Février 2016, par Info santé sécu social

La Seine-Saint-Denis ne budgétisera pas l’essor du RSA, l’Essonne doit étaler sur six ans un trou de 106 millions d’euros. Les élus demandent à Matignon d’accélérer la négociation sur la nationalisation du RSA.

La pression monte encore d’un cran sur la négociation financière en cours entre les départements et Matignon. Mercredi, le président de la Seine-Saint-Denis, Stéphane Troussel (PS), a annoncé son intention « de ne pas inscrire pour 2016 d’augmentation des crédits affectés au RSA car le département ne peut pas supporter plus longtemps une dérive inégalitaire qui pèse sur ses capacités d’investissement ». Une décision qu’il entérinera jeudi en séance du conseil départemental. De nombreux départements ont prévu d’appliquer cette démarche légale, à défaut d’être très sincère. Certains pourraient même décider d’inscrire les dépenses 2014, arguant que les comptes 2015 ne sont pas encore certifiés. Ils appliquent en fait les recommandations votées par l’Assemblée des départements de France (ADF) lors de son congrès, en octobre. A cette occasion, l’ADF et son président, Dominique Bussereau (LR), avaient convaincu Matignon d’étudier une renationalisation du RSA. Avec la crise, cette compétence est devenue le premier poste de dépense des conseils départementaux : en 2014, ils ont versé 9,8 milliards, quasiment le double d’il y a dix ans, l’Etat laissant aux collectivités un reste à charge croissant (près de 4 milliards d’euros).

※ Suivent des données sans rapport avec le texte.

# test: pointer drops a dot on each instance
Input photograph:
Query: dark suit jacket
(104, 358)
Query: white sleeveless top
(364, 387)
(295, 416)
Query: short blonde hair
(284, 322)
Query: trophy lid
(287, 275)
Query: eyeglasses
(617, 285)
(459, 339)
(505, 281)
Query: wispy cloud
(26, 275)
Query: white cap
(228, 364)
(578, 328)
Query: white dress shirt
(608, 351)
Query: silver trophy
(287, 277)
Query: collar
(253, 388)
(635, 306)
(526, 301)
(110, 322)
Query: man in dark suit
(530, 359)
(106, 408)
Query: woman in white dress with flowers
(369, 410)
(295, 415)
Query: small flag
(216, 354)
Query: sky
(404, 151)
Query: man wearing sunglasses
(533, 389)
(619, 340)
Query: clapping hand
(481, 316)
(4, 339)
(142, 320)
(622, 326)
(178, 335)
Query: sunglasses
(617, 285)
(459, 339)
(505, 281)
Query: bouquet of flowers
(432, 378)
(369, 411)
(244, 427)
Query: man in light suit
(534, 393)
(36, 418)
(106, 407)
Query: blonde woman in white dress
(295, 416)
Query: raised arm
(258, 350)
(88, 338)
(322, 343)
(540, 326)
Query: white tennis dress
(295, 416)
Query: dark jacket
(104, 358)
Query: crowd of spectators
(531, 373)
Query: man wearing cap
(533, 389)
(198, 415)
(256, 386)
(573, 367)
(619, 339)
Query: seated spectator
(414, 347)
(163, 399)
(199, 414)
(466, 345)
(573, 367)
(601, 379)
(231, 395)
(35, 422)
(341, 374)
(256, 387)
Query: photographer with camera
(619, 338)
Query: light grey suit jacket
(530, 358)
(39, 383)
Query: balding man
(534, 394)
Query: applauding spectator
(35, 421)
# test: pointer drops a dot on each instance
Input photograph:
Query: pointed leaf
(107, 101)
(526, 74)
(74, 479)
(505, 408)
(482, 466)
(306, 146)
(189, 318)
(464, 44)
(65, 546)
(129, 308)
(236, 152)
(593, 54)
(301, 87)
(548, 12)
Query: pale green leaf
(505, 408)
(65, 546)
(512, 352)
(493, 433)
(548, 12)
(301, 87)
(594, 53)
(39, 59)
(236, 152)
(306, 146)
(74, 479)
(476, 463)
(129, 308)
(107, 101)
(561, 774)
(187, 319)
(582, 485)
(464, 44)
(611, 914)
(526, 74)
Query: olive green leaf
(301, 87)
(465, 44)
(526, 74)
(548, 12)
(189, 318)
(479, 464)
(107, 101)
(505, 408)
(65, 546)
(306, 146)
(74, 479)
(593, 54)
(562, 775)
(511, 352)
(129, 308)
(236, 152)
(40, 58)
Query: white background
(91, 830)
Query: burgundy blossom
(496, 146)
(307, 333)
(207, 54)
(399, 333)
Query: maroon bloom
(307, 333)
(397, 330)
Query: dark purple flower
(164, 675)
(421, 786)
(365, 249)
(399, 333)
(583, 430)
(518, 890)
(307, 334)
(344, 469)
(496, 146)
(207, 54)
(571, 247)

Un terrible effet de ciseau

Les départements remboursent actuellement aux Caisses d’allocations familiales les versements aux demandeurs d’emploi. Dans la renationalisation, l’Etat envisage de reprendre cette charge mais aussi quelques recettes départementales, comme les frais de notaire (DMTO) ou des taxes (TICPE). Des recettes trop dynamiques pour l’ADF, qui propose de céder des dotations. Autre enjeu de la négociation, l’année de référence, l’ADF pointant 2014 comme le pic de croissance du RSA. Stéphane Troussel a exhorté mercredi le gouvernement à conclure ces discussions au plus vite. Une prochaine réunion de travail est prévue le 19 janvier avec la fin mars pour objectif. Le dirigeant de la Seine-Saint-Denis rappelle que, en 2015, il avait intégré dans son budget une progression de 6 % du RSA, dépassée, au final, de près de 5 millions, avec le franchissement du cap symbolique des 100.000 allocataires.

En 2016, les prévisions nationales de croissance du RSA dépassent les 7 %. Conjuguée à une nouvelle baisse des dotations, elles promettent un effet de ciseau terrible pour de 30 à 40 départements. A l’ADF, on répète que de nombreux départements pourraient ne plus pouvoir verser leurs aides fin 2016. Surtout ceux qui ne budgétisent pas d’emblée le surcroît de dépenses. Dominique Bussereau avait déjà brandi en octobre la menace qu’une dizaine de collectivités pourraient ne pas pouvoir verser les aides fin 2015. Manuel Valls leur avait accordé en décembre un coup de pouce de 50 millions d’euros, évitant le scénario noir. Il est plus probable qu’en l’absence d’accord sur le RSA ce risque augmente fin 2016.

Les départements réduisent aussi peu à peu les dépenses non obligatoires (subventions aux communes, tourisme, aides aux entreprises, etc.), des économies que certains experts jugent trop peu actionnées par les élus. Autre piste évoquée mercredi par les Ardennes, selon la presse locale : une hausse de sa fiscalité de 2,5 % à 4 %. Une solution dont les collectivités raffolent beaucoup moins qu’avant.